Vivre à Tokyo: Tanuki, yōkai de la forêt et … habitant de Tokyo

À Tokyo, les humains cohabitent avec bien d’autres espèces, souvent discrètes, mais que l’on peut croiser aux hasards des chemins. Aux côtés des rats et des chats, j’ai très souvent eu la chance de voir le chien viverrin et de lui tendre la main … 

Canidé aux allures de raton laveur 

Le chien viverrin – semblable à un raton-laveur, voire au blaireau, est un canidé inspirant le bake tanuki ou plus communément tanuki, de la mythologie japonaise. Il fait alors parti des yokai (un esprit) de la forêt, auxquels les japonais prêtent de nombreux pouvoirs  …
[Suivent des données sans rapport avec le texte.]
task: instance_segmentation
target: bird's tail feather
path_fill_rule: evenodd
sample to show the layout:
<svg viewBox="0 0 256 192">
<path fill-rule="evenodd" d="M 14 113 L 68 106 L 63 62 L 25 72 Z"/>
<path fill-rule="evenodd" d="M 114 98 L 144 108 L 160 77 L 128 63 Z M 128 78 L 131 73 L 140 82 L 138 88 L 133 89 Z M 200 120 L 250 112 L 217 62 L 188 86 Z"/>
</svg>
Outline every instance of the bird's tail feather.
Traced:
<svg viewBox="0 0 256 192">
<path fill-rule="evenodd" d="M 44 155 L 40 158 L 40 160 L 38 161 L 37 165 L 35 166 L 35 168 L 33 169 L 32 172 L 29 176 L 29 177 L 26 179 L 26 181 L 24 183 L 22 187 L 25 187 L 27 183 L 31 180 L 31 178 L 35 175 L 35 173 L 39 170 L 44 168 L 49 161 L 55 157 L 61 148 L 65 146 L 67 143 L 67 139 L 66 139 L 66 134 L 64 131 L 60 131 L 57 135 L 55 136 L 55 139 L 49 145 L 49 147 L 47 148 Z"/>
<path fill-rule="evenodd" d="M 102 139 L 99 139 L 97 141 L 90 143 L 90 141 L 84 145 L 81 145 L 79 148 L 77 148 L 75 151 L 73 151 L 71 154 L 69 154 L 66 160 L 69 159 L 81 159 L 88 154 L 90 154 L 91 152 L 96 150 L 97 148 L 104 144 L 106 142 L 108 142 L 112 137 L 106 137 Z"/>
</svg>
Parfois le jour, très souvent à la nuit tombée, le véritable tanuki sort de sa cachette, peureux, un peu disgracieux, mais toujours très curieux, pour peu que vous ayez un peu de nourriture à lui offrir. D’expérience, il mange de tout, mais alors vraiment de tout: pain, cacahuètes, poisson séché, nourriture pour chat, peau de fruit …

Un animal mythique 

Le tanuki est maître des déguisements et peut changer de forme à volonté. Il utilise son ventre rebondi comme un tambour et est généreusement doté en matière de testicules, source d’inspiration pour les dessins et les légendes humoristiques à propos de leurs multiples usages. Une des origines possibles de cette affaire de taille, vient de son utilisation en tant que support pour battre les feuilles d’or. La peau ainsi étendue a inspirée des illustrateurs, donnant naissance à la tradition.

Symbole de chance 

Depuis le Moyen Age, il est considéré comme un symbole de bonne fortune, ses rondeurs étant signe de prospérité et de réussite. À Shimo-ochiai, il est commun de croiser des figures de tanuki le ventre rebondi, portant un chapeau de paille et une gourde de saké, faite en pierre ou en céramique, comme symbole de chance.

Le tanuki est très aimé des japonais, et les studio Ghibli lui ont fait honneur avec le film Pompoko d’Isao Takahata, qui évoque le combat entre la nature et l’urbanisation incessante de Tokyo, détruisant le milieu naturel des Tanukis. 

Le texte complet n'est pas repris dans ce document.